最近、大手銀行が店舗を閉鎖するなかで生じた遊休不動産の売却に積極的に動いているが、ソウルの中核立地の物件でも買い手探しに苦戦している。

6日、金融圏によると、ウリィ銀行はソウルの旧ギャラリアパレス支店、アヒョン駅支店、釜山ヘウンデの旧センタムパーク支店、京畿の旧スウォン金融センターなど14カ所の営業店の売却に着手した。いずれも閉鎖した営業店である。売却価格は競売の最低価格基準で総額1776億ウォンに達する。ウリィ銀行は6月にも遊休不動産25カ所の売却に動いたが、全件が流札となった。
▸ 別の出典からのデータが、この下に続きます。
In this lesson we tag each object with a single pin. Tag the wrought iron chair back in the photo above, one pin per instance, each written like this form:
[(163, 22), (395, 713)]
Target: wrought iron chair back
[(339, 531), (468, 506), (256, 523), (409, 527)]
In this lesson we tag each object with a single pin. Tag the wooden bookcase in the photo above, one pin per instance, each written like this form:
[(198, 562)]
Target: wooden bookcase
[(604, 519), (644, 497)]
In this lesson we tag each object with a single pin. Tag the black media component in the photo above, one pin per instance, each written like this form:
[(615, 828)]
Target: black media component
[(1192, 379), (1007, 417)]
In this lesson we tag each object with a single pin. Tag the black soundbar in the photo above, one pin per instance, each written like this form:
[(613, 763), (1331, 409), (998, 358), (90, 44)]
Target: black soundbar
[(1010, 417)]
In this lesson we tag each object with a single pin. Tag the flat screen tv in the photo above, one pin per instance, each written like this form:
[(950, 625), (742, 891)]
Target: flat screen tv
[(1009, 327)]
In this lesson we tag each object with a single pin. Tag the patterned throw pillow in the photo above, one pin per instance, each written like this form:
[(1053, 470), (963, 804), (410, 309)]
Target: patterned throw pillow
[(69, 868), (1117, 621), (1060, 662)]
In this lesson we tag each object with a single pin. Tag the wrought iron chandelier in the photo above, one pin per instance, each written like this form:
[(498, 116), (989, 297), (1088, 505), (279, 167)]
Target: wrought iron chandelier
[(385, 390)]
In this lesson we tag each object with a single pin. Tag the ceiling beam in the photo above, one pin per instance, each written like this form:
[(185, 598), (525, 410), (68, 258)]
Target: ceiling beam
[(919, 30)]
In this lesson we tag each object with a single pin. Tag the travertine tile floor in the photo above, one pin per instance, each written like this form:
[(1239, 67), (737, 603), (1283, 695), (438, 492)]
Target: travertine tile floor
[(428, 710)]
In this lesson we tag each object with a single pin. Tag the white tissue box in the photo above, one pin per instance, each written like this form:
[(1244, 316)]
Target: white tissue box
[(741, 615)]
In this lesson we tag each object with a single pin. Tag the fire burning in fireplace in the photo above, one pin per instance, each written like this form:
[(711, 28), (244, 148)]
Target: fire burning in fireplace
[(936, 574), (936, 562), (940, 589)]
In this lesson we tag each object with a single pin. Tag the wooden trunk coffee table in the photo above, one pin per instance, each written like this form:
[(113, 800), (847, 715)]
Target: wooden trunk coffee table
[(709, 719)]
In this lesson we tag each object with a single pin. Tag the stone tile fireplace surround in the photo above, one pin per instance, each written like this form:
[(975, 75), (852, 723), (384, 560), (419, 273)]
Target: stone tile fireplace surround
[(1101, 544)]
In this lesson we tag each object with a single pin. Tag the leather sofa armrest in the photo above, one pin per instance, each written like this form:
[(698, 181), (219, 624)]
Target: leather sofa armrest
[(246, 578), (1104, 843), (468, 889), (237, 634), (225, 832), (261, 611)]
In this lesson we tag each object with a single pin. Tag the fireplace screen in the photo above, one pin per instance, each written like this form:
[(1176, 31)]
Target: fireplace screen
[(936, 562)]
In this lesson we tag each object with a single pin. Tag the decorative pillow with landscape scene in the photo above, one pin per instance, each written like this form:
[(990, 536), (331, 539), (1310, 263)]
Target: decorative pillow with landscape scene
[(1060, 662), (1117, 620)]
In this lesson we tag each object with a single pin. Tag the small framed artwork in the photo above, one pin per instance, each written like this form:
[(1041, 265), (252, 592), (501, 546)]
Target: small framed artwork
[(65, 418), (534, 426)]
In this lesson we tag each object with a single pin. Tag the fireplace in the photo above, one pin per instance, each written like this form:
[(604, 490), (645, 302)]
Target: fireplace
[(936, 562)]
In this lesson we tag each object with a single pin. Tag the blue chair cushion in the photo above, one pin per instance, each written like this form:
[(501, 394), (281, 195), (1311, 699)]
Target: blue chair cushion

新韓銀行が売却中のソウル明洞「シンハン・エクスペース」。/新韓銀行提供

國民銀行もソウルをはじめ全国にある遊休不動産9カ所の売却手続きを進めている。ソウル5カ所と京畿2カ所、大邱・大田が各1カ所で、全体で1600億ウォン規模だ。先月10日から14日まで入札を実施したが、いまだ買い手がついていない。

新韓銀行も遊休不動産の売却に難航している。お買い得物件とみられたソウル明洞の「シンハン・エクスペース(Expace)」は3回流札となったのち、最近、随意契約で新たな買い手が見つかった。シンハン・エクスペースは新韓銀行が2020年に明洞駅支店を全面リモデリングし、複合文化空間として活用していた場所だ。鑑定評価額は1422億ウォンだったが、最終売却額は1200億ウォン台とされる。

新韓銀行はソウル・ソンスドンの社員寮と旧チョンヌン支店、旧釜山駅支店など8カ所の不動産売却を進めているが、やはり新たな買い手は現れていない。売却対象の一部不動産は流札を重ね、入札価格比で20%下がった価格で競売が進行中だ。

銀行が遊休不動産を売却するのは資産効率性を高める目的だ。対面営業の比率が低下し続けているため、継続的に店舗を閉鎖し、これを処分して現金を確保しようとしている。

不動産業界では大型オフィスを中心に売却市場が活発化しているが、銀行が出した中小型オフィスは投資妙味に欠けるとの指摘が出ている。ある業界関係者は「資産家や中小企業オーナーは中小型の商業施設やオフィスにはあまり投資していない。当面はこの流れが続くと予想され、銀行の遊休不動産の売り物件は積み上がり続けるだろう」と述べた。